In this study the authors confirmed that preoperative neurological status impacts perioperative morbidity. For example, patients who were nonmyelopathic and underwent an anterior approach were 7 years younger than the rest of the cohort, and they had a mortality rate of 0.05%. Transfusion was required in 0.34%, and venous thromboembolism occurred in 0.04%. Conversely, these rates were > 13-fold higher in patients with myelopathy who underwent a posterior approach. Furthermore, independent of approach, preoperative myelopathy is highly prognostic of death, pneumonia, transfusion, infection, length of stay, and posthospital disposition. These outcomes at least doubled, with some increasing > 10-fold.

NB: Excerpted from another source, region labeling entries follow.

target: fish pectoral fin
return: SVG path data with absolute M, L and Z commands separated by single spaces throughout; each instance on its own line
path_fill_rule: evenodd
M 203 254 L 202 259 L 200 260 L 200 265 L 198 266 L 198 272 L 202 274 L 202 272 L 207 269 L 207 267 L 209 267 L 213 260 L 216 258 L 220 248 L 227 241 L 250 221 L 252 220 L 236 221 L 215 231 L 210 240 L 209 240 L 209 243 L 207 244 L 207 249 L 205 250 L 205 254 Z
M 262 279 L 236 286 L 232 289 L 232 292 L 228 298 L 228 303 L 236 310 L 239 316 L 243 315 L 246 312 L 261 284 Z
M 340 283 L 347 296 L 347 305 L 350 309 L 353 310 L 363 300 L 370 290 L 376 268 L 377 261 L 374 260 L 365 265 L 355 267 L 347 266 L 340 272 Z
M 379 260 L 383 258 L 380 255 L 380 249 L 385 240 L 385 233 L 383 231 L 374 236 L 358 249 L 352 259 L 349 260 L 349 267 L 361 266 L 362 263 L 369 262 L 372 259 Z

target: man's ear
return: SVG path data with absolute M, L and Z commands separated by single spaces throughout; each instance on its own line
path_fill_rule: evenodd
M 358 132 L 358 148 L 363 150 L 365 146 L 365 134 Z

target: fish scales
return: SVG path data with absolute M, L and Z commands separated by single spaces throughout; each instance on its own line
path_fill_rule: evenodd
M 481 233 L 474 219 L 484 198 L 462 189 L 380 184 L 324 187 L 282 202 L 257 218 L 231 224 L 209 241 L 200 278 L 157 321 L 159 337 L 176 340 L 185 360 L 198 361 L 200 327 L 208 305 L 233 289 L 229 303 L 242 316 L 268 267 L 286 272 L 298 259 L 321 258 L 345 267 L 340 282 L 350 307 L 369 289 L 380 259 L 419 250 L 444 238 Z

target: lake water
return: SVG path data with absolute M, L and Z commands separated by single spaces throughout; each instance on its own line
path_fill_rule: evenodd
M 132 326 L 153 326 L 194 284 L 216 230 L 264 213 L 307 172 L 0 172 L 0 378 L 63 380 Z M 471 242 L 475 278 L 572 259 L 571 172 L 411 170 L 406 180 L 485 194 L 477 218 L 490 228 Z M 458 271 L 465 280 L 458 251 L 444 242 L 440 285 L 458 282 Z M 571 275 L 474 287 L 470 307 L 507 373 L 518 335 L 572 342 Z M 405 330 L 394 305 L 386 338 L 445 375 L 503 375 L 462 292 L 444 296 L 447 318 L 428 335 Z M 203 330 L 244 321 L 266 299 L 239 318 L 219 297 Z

This nationwide study clarifies the frequency and associations of inpatient complications encountered when treating cervical spine disease. Whereas immediate complications due to anterior approaches are limited, patients with myelopathy who undergo a posterior approach have a more sobering outlook. This study shows that clinical myelopathy augments rates of complication during cervical fusion, regardless of the approach. The exclusion of pathoanatomical data from the Nationwide Inpatient Sample database, of key importance in guiding the surgical approach, prevents any conclusions being drawn about the merits and disadvantages of anterior versus posterior surgery.